Noel Forbes Humphreys
- Born: Noel Forbes Humphreys 1 December 1890 Llangan Rectory, Bridgend, Glamorgan
- Died: 27 March 1918 (aged 27)
- Height: 5 ft 5 in (165 cm)
- School: St Chad's College, Denstone Durham School

Rugby union career
- Position: fly-half (stand-off)

Amateur team(s)
- Years: Team / Apps / (Points)
- Tynedale

International career
- Years: Team / Apps / (Points)
- 1910: British Isles / tour / (0)

= Noel Forbes Humphreys =

British Lions international rugby union player (1890–1918)

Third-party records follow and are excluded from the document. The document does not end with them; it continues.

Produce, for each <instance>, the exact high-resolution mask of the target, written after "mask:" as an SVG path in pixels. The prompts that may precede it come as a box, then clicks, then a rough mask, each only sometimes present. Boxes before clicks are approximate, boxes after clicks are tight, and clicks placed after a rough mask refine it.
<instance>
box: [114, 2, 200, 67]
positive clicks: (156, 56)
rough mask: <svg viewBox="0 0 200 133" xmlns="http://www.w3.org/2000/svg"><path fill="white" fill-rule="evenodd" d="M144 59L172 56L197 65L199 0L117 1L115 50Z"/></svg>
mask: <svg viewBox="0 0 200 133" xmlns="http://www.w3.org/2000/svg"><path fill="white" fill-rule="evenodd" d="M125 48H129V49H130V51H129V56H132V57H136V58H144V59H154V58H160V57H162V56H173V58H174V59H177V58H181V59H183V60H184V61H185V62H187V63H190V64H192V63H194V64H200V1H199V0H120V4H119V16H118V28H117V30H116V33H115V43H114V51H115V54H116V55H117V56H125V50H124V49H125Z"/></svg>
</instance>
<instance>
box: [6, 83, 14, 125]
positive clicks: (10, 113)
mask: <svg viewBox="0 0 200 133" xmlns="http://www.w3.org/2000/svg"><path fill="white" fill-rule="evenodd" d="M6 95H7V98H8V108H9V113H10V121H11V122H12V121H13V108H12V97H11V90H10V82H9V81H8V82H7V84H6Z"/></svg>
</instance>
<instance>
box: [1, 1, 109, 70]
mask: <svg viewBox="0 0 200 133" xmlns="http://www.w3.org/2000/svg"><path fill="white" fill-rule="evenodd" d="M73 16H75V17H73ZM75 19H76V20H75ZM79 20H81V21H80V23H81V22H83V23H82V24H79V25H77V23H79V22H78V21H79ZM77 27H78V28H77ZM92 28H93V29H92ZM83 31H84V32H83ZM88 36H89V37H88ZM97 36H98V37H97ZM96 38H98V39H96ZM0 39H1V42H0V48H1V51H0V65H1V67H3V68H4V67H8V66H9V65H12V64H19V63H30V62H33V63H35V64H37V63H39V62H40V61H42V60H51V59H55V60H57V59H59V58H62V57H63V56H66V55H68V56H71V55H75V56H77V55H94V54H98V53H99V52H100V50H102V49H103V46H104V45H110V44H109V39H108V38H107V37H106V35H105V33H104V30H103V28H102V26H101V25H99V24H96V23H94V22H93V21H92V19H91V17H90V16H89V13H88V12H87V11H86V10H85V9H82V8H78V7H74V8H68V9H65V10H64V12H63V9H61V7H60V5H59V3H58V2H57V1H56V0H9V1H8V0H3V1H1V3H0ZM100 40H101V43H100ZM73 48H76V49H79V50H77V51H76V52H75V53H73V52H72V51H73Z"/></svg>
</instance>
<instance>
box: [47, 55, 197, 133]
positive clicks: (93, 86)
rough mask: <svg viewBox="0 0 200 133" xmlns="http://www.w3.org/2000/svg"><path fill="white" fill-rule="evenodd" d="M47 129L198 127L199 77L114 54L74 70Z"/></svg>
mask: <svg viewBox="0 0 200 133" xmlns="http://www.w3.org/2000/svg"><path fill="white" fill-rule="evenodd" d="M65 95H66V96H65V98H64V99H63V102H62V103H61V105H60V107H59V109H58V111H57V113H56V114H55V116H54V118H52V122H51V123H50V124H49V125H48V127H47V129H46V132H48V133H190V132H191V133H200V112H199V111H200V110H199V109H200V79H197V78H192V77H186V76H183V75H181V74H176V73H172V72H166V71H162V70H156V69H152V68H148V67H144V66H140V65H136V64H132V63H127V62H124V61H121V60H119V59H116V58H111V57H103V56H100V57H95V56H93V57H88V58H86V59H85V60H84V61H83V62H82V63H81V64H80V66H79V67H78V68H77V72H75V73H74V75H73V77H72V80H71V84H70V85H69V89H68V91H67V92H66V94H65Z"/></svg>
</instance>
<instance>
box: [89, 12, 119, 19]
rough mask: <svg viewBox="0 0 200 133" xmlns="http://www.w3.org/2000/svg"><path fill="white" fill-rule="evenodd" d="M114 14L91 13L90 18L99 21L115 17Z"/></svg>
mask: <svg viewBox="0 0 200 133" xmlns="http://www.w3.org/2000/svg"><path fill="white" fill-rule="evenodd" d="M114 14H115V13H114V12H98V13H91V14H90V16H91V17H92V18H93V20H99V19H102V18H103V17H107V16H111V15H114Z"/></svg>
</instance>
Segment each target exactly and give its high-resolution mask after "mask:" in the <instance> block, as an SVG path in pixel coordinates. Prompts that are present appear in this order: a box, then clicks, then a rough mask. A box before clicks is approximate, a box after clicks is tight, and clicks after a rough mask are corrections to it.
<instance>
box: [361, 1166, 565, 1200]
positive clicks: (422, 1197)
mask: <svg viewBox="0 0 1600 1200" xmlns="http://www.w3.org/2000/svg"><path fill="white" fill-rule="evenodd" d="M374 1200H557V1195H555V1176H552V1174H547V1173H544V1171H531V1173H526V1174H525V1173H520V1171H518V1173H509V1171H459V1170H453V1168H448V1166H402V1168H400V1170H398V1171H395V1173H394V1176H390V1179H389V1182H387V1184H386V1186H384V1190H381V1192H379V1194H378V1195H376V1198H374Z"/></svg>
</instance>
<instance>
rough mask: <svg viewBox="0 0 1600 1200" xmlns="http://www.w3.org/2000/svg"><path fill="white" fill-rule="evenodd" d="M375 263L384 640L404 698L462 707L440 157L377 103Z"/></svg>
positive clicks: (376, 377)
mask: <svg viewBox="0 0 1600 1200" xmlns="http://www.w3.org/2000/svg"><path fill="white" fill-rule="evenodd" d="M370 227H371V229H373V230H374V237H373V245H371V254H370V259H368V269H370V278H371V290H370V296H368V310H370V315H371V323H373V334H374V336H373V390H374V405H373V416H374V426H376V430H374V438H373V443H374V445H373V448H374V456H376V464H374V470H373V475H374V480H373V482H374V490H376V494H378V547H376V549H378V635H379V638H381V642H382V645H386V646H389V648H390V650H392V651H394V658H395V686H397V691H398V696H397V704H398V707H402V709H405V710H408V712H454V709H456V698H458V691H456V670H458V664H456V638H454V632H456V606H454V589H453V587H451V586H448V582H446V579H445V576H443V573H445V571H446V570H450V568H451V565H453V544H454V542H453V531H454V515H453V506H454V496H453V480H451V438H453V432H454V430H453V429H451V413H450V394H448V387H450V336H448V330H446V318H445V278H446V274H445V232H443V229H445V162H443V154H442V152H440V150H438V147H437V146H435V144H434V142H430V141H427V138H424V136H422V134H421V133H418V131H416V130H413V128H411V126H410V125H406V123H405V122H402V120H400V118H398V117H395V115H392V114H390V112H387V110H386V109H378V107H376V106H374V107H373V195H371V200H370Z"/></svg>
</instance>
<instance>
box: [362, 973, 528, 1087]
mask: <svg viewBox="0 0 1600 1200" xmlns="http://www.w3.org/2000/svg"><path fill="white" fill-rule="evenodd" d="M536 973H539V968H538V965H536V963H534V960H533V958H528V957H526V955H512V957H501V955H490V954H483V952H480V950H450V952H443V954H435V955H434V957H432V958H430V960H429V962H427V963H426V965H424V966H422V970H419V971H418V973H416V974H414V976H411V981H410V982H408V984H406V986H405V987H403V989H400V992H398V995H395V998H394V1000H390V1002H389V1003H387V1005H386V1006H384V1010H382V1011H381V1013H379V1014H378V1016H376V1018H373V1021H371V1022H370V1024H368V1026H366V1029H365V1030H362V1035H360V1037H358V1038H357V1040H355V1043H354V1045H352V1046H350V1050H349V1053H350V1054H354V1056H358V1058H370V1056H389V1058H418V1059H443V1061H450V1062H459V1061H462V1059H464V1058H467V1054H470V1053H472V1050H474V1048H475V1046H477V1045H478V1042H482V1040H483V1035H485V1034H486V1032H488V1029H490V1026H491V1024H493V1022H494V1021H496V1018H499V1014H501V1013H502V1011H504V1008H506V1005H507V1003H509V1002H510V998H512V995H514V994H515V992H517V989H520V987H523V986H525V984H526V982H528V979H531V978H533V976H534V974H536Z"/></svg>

Noel Forbes Humphreys (1 December 1890 – 27 March 1918) was a Welsh rugby union international who was part of the first official British and Irish Lions team that toured South Africa in 1910. He was killed in action in the First World War.

==Early life==
Noel Forbes Humphreys was born in 1891 in Llangan Rectory, Bridgend, Wales. He was the son of Henry James Humphreys and Sydney (née Williams) and one of at least six children. His family moved from Wales to northern England as his father's profession within the Church dictated. By the time Humphreys began playing rugby at club level the family had passed through Cheshire and had settled at Thornley Vicarage, Tow Law, Co. Durham. He attended St Chad's College, Denstone and went on to Durham School.

==Rugby career==
Humphreys played for Tynedale R.F.C. in what has been termed their Golden Years. During the decade up to the outbreak of the First World War Tynedale won no fewer than 15 trophies, including the Senior Cup on three occasions and the Senior Shield four times in a row between 1909 and 1912. It was a run of success which, during this period, saw a score of Tynedale players being honoured by selection for their respective counties. Humphreys was part of the side in that period, playing in the stand-off (or fly-half) position It was during this period that Humphreys was selected for the 1910 British tour to South Africa, the first official tour of the British Isles team (in that it was sanctioned and selected by the four Home Nations official governing bodies). Despite playing for the British team, he was never selected for his national side.

==First World War==
Humphreys fought in the First World War as a captain in the Tank Corps (10th Battalion). He was Mentioned in Despatches and was also awarded the Military Cross. He was killed in action on 27 March 1918 and is commemorated at Etaples Military Cemetery.